Pilates can be a helpful tool for runners. In one study, a 12-week Pilates program significantly improved running performance, backing up the advice to incorporate core and strength work into your routine to help you run stronger and faster.
Strengthening the right muscles can also help prevent injuries, which is another important reason to do supportive strength work, because there’s nothing more frustrating than not being able to run when you want to.
In this video Pilates instructor Kayleigh Jayne demonstrates six simple exercises and two stretches that can help you as a runner, designed "to improve your running form and prevent or manage injuries," explains Kayleigh Jayne.
According to Jayne, these are "the eight exercises you want to add to your current running routine, to be practiced when the body is already warm." Try doing them after a run or combine them with another workout. "I promise it will make you feel amazing!" says Jayne in her video caption.
How to do this Pilates for runners routine
Jayne's exercises make up a full-body routine. "Focus on your control, mobility, core and breathing," says Jayne. The video is blink-and-you’ll-miss-it quick, so here are some tips to make sure you’re doing the moves correctly.

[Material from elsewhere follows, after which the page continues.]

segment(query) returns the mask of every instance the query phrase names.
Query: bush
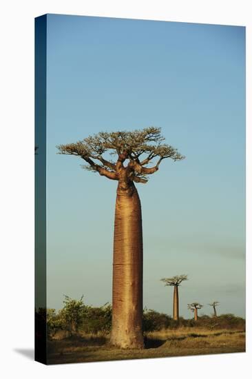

Jayne doesn’t specify how many reps to do, but you can start by aiming for 8-10 reps of each.
1. The clam
Raise your feet off the ground ensuring you don’t let your top hip roll back when you open your knee. This targets your glutes and helps with hip mobility.
2. Open-swimming
Sweep your arm back slowly and then forward to return to the start. This strengthens your back and shoulders, which will help improve your posture and breathing when you run.
3. Bridge with arms
Roll your spine off the floor so you finish in bridge position, then sweep your arms overhead, before reversing the movement. This works your glutes and improves mobility in your spine.
4. Toe taps
Lifting your shoulders off the mat, work your core and abs with slow and steady leg movements.
5. Clam with extension
Work on your hip strength as you extend your top leg upward from an open clam position.
6. Criss-cross
Work your core and obliques with this twisting abdominal crunch.
7. Quad stretch
Kneel with one foot on the mat in front of you and your knee at 90°, and lean into the front leg to feel a stretch in your hip flexor at the front of your thigh on your back leg.
8. Hamstring stretch
With your back knee on the mat, fold over your straight leg in front to feel a stretch in your hamstring.
Including this routine once or twice a week could make a world of difference to your running form, making running feel easier and helping you run faster, as well as helping prevent any injuries from setting you back.